"It's wonderful!" she mused softly. "Wonderful! And now I must go. I may not see you again until after the test, because I shall be watched and followed wherever I go. If I get an opportunity I shall reach you by telephone, but not even that unless it is necessary. There is always danger, always danger!" she repeated thoughtfully. She was thinking of Mr. Grimm.

"I understand," said the man simply.

"And look out for the signal—the light in the apex of the capitol dome," she went on. "I understand the night must be perfectly clear; and you understand that the test is to be made promptly at three o'clock by your chronometer?"

"At three o'clock," he repeated.

For a moment they stood with their arms around each other, then tenderly his visitor kissed him, and went out.
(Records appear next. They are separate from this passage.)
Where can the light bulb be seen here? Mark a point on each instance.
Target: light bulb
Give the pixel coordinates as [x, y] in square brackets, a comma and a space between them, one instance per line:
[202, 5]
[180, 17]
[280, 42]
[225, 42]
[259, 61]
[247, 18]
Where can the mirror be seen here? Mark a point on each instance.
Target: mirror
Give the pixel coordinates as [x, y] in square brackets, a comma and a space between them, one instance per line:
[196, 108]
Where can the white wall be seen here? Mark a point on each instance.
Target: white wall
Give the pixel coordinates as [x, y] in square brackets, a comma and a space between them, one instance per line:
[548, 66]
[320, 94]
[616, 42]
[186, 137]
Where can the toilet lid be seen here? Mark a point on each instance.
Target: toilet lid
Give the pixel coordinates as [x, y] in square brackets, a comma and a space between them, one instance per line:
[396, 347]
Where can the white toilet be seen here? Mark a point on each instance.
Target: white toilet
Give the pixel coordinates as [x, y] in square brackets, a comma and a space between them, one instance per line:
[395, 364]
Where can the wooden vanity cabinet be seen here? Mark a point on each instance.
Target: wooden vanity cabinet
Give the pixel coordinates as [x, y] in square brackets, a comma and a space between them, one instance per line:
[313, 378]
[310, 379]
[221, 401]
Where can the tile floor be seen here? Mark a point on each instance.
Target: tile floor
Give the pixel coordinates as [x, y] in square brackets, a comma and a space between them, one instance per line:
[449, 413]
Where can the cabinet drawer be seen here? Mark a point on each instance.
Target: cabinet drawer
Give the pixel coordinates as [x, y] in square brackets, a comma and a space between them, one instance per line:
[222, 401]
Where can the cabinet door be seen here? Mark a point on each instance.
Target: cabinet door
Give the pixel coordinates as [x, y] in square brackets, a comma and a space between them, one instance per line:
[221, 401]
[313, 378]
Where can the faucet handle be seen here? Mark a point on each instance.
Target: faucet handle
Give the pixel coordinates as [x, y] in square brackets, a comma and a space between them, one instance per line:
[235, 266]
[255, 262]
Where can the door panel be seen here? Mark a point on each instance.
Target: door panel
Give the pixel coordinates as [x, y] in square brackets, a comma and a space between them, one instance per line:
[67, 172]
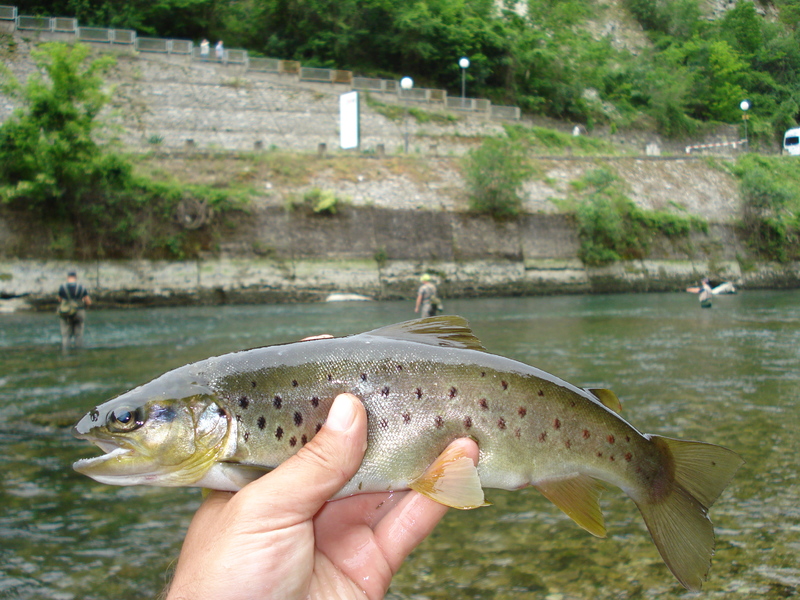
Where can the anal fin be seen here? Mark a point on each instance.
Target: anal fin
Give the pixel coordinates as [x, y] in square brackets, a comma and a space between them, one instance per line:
[578, 498]
[452, 480]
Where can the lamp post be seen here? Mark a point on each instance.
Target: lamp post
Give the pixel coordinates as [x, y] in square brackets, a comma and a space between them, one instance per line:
[464, 64]
[406, 83]
[745, 106]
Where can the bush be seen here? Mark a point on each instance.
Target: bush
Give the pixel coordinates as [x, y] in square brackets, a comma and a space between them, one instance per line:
[494, 173]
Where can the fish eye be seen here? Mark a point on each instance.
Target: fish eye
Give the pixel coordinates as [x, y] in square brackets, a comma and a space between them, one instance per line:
[125, 420]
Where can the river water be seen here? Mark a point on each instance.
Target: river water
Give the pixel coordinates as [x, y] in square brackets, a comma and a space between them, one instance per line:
[727, 375]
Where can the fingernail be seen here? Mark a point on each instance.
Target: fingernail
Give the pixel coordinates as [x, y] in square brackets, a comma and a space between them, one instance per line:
[342, 414]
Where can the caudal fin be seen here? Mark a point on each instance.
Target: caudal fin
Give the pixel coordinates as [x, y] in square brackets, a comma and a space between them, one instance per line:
[678, 520]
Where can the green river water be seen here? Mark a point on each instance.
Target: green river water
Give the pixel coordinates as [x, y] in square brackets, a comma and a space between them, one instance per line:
[727, 375]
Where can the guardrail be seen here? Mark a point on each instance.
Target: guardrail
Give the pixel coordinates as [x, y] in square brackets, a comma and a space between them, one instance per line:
[265, 65]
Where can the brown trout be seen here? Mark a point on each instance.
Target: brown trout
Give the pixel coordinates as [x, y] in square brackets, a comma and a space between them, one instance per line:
[222, 422]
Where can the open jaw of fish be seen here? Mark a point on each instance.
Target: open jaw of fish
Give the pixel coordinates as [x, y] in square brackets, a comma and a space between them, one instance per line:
[226, 420]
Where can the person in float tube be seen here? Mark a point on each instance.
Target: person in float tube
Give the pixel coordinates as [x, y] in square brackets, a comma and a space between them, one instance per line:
[428, 303]
[72, 302]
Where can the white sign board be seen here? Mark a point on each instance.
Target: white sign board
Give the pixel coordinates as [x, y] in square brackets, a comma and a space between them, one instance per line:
[348, 120]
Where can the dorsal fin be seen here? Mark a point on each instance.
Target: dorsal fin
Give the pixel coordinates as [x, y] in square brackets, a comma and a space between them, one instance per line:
[448, 331]
[607, 398]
He remained looking after her vacantly until the chug-chug of her automobile, as it moved off down the road, was lost in the distance, then turned again to the long work-table.

[!-- CHAPTER 8 --]

VIII

MISS THORNE AND NOT MISS THORNE

From a pleasant, wide-open bay-window of her apartments on the second floor, Miss Thorne looked out upon the avenue with inscrutable eyes. Behind the closely drawn shutters of another bay-window, farther down the avenue, on the corner, she knew a man named Hastings was hiding; she knew that for an hour or more he had been watching her as she wrote. In the other direction, in a house near the corner, another man named Blair was similarly ensconced, and he, too, had been watching as she wrote. There should be a third man, Johnson. Miss Thorne curiously studied the face of each passer-by, seeking therein something to remember.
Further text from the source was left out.